C'est ainsi qu'on peut aujourd'hui entendre le responsable du syndicat du patronat français appeler de ses voeux dans un ton aussi sincère que décidé, ce que ses ancêtres de 1791, les bourgeois révolutionnaires, avaient combattu avec tant d'énergie : "un syndicalisme ouvrier fort" :
"En contrepartie de la liberté des chefs d'entreprise, il est souhaitable que, comme élément d'équilibre, le syndicalisme ouvrier puisse s'affirmer. Personnellement, plus je suis partisan de la liberté, plus je souhaite un syndicalisme ouvrier fort. Et cela, c'est vraiment la conception d'une société cohérente". F. Ceyrac, Président du C.N.P.F. (déclaration à "L'Express")
Aujourd'hui, alors que la crise économique du capitalisme mondial s'approfondit entraînant une reprise des luttes prolétariennes dont l'extension sur l'ensemble de la planète est sans précédent, le prolétariat doit tirer toutes les conséquences de cinquante ans de défaite ouvrière et de triomphe de la contre-révolution. IL doit inscrire dans sa conscience une réponse claire aux questions que l'histoire lui a violemment posées dans la pratique :
Ces luttes "sauvages", anti-syndicales qui pendant soixante ans ont explosé sporadiquement et qui, aujourd'hui se multiplient aux quatre coins du monde sont-elles des phénomènes exceptionnels, marginaux, ou bien sont-elles la manifestation claire de la seule façon de lutter pour le prolétariat dans la période historique présente ?

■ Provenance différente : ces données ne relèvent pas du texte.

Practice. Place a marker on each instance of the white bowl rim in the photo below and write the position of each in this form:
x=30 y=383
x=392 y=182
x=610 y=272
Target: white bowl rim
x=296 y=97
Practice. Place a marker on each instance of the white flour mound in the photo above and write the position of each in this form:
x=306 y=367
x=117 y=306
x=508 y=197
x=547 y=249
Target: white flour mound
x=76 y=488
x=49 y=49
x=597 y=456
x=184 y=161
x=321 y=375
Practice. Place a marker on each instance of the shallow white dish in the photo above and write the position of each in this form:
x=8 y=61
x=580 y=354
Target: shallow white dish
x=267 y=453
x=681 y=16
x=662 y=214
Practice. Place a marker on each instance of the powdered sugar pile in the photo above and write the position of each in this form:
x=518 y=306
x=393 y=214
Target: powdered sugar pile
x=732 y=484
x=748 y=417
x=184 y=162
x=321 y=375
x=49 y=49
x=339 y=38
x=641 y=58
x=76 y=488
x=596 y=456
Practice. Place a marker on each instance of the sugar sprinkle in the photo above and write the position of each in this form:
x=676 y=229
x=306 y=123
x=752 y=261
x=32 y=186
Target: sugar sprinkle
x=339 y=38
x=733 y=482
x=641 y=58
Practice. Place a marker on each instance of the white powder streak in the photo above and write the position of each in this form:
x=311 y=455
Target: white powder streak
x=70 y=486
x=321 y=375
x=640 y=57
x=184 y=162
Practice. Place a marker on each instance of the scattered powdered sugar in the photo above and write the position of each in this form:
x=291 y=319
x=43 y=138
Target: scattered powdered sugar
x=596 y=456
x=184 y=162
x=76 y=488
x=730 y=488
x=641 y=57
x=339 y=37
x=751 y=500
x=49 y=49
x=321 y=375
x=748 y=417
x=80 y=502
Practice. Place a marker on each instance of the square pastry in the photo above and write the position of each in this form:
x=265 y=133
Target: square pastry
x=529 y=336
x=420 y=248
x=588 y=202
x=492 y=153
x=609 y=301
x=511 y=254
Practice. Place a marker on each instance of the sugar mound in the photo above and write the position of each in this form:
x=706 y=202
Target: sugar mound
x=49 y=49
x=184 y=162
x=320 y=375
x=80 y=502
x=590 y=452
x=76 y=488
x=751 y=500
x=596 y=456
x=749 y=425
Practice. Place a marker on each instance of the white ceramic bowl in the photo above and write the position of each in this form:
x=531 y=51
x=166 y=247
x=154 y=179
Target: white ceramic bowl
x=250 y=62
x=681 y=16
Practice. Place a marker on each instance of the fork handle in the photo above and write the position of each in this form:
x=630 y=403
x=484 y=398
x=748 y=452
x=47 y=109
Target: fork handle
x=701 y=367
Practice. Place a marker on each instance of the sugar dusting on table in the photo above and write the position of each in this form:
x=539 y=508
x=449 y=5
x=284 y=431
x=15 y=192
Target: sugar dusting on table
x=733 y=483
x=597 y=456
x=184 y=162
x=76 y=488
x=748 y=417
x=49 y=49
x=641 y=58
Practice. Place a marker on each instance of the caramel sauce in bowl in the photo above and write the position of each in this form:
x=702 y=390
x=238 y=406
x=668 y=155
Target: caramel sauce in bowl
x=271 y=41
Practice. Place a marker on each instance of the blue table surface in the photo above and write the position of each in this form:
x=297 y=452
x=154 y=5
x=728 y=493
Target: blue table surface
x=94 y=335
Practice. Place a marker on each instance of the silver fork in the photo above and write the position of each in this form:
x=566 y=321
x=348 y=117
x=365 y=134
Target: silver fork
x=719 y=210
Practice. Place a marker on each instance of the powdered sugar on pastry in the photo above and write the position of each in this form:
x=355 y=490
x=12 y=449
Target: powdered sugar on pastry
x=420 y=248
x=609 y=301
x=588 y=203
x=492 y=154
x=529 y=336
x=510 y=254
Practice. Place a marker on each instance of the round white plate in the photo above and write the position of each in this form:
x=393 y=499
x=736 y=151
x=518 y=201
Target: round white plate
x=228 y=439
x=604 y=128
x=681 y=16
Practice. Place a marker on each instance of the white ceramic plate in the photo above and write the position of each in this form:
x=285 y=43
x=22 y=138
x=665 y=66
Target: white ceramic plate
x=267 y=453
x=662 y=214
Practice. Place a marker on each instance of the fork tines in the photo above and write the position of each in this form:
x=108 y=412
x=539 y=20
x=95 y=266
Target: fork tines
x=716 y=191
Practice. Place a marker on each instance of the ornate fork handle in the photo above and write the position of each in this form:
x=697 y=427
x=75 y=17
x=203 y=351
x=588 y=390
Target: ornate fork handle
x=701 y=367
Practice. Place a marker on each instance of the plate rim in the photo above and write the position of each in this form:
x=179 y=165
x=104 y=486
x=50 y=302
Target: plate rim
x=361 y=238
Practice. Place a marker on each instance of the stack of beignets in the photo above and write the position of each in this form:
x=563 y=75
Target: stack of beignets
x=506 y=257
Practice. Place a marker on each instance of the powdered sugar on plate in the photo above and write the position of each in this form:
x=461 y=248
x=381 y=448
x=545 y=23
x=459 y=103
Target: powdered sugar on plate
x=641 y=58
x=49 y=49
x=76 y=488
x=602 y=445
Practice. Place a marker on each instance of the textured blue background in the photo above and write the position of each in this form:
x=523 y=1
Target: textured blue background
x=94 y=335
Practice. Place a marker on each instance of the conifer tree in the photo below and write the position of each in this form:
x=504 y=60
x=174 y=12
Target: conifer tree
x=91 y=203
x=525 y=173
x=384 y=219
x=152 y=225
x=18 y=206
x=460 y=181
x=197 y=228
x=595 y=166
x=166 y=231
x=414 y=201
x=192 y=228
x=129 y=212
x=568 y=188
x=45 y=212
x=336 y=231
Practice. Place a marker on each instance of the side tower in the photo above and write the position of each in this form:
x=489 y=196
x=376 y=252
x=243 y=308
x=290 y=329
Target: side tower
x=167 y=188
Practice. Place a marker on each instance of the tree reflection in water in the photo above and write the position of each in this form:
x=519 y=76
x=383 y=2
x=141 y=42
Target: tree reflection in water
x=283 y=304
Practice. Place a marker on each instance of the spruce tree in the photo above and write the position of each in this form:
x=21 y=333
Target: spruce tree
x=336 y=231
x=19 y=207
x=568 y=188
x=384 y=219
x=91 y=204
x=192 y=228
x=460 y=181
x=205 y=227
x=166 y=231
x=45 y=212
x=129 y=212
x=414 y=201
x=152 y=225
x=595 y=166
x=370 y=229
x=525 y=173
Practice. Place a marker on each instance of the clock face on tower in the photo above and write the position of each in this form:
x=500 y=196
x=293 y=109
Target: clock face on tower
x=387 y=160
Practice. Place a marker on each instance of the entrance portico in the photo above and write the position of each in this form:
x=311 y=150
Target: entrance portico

L'intégration des syndicats aux rouages de l'État bourgeois est-elle un phénomène réel, achevé et irréversible, ou bien est‑ce une simple apparence ? Les syndicats gardent-ils encore quelque chose d'ouvrier, peuvent-ils être entièrement récupérés par les masses ouvrières ou peut-on créer de nouvelles formes d'organisation syndicale ? Et, de façon plus générale, les formes de la lutte prolétarienne peuvent-elles demeurer, dans le capitalisme sénile qui se survit depuis la 1ère guerre mondiale les mêmes que dans le capitalisme historiquement ascendant du XIXe siècle ?
Le prolétariat ne peut tirer de leçons pour sa lutte que de sa propre expérience historique. De sa capacité à assimiler cette expérience dépend la possibilité de son essor comme classe révolutionnaire. Pour répondre à ces questions brûlantes, il nous faut donc nécessairement reprendre l'essentiel de l'évolution des syndicats et, plus globalement, des formes de la lutte ouvrière depuis le XIXe siècle.
[*] "Le syndicalisme dans le monde", G. Lefranc Col. "Que sais-je?"
[*]"Le syndicalisme dans le monde", G. Lefranc Col. "Que sais-je?"